"Türkiye'de Çalışanların Yüzde 47'si Asgari Ücret Üzerinden Beyan Ediliyor"

ebru şener

Tanınmış Üye
Üyelik
6 Eyl 2005
Mesajlar
1,802
Konum
İstanbul
TBMM Plan ve Bütçe Komisyonu'nda, 2013 Yılı Merkezi Yönetim Bütçe Kanunu Tasarısı ile 2011 Yılı Merkezi Yönetim Kesin Hesap Kanunu Tasarısı'nın geneli üzerindeki görüşmeler tamamlandı.

Milletvekillerinin sorularını yanıtlayan Bakan Şimşek, bütçede Suriye konusunda özel bir kalem olmadığını belirterek, ''Bugüne kadar, 2012 yılı içinde bütçeden yaklaşık 400 milyon lira ödenek aktardık. Gelecek sene de bu durumun devam etmesi halinde yine yedekten bu karşılanacak. Ama bizim bu çerçevede bir öngörüde bulunmamız zor'' dedi.

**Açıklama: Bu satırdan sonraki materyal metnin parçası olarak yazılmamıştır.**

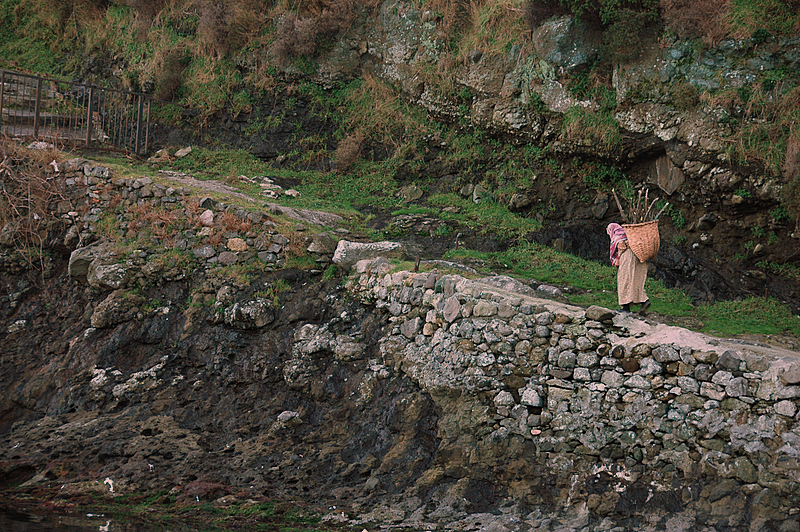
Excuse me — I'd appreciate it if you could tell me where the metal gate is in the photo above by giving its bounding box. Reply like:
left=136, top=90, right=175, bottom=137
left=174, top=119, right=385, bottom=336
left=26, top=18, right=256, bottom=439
left=0, top=70, right=152, bottom=155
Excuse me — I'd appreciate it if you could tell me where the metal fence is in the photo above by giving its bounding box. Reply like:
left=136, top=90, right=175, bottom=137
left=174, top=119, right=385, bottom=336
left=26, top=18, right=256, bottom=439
left=0, top=70, right=152, bottom=155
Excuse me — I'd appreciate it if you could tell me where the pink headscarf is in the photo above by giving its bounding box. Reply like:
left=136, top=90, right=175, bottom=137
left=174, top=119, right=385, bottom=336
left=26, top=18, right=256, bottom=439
left=606, top=223, right=628, bottom=266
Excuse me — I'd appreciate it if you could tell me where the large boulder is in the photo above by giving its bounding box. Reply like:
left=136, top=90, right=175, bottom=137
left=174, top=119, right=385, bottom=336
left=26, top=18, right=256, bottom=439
left=68, top=240, right=129, bottom=290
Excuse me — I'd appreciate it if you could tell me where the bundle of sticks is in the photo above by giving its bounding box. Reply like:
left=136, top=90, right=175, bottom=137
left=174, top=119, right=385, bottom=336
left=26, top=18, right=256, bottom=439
left=611, top=189, right=669, bottom=224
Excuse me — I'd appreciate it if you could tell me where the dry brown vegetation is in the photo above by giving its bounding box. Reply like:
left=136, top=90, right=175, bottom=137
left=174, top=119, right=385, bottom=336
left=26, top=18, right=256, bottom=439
left=0, top=137, right=68, bottom=266
left=272, top=0, right=355, bottom=60
left=660, top=0, right=730, bottom=46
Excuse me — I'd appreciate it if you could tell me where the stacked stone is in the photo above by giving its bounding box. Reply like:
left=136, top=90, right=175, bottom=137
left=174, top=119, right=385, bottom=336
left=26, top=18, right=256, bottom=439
left=350, top=268, right=800, bottom=519
left=51, top=158, right=289, bottom=267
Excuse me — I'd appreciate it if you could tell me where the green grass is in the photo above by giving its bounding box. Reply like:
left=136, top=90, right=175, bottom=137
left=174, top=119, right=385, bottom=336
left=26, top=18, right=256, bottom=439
left=729, top=0, right=800, bottom=37
left=428, top=193, right=542, bottom=240
left=446, top=242, right=800, bottom=336
left=697, top=297, right=800, bottom=336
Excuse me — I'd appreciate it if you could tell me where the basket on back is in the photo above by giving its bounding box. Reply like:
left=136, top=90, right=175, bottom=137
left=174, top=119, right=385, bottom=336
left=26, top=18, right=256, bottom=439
left=622, top=220, right=661, bottom=262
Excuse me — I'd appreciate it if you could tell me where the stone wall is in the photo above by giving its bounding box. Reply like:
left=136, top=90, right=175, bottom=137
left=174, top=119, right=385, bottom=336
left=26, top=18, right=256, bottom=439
left=349, top=259, right=800, bottom=530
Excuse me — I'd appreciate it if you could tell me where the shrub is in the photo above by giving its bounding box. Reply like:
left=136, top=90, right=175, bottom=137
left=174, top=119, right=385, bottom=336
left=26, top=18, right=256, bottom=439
left=198, top=0, right=229, bottom=57
left=272, top=0, right=355, bottom=60
left=661, top=0, right=729, bottom=46
left=603, top=9, right=652, bottom=62
left=522, top=0, right=569, bottom=29
left=153, top=49, right=190, bottom=100
left=124, top=0, right=168, bottom=24
left=336, top=133, right=364, bottom=172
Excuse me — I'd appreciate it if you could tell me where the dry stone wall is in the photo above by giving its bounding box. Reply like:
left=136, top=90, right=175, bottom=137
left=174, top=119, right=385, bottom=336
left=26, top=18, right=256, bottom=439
left=349, top=259, right=800, bottom=530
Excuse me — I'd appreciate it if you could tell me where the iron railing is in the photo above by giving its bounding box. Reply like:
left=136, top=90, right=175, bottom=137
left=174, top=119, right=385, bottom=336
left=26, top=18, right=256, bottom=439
left=0, top=70, right=153, bottom=155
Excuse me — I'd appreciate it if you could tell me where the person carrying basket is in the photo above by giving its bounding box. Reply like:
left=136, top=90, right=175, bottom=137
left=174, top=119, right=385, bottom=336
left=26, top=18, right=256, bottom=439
left=606, top=223, right=650, bottom=316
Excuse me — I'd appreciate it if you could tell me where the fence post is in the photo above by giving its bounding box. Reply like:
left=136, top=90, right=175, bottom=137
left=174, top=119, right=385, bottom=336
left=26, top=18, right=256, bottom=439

Kıdem tazminatıyla ilgili bir soruyu yanıtlayan Şimşek, şunları söyledi:

''Eğer, bütün taraflarla konuşularak bu sistem reforme edilebilirse bu, ülkemizin, işçilerimizin faydasınadır. Çünkü şu anda bundan yararlanan işçi oranı yüzde 10'un altında. Ama eğer, bu yönde bu tarafların bir uzlaşması söz konusu değilse bu konuyu zorlayarak yapma şu anda gündemimizde değil. Daha doğrusu şu anda kıdem tazminatıyla ilgili bir tasarı gündemimizde değil. Bana sorarsanız, bu ülkede bir iş gücü piyasası reformuna ihtiyaç var. OECD istatistiklerine bakın, dünyanın en katı iş gücü piyasası rejimlerinden bir tanesi Türkiye'dedir.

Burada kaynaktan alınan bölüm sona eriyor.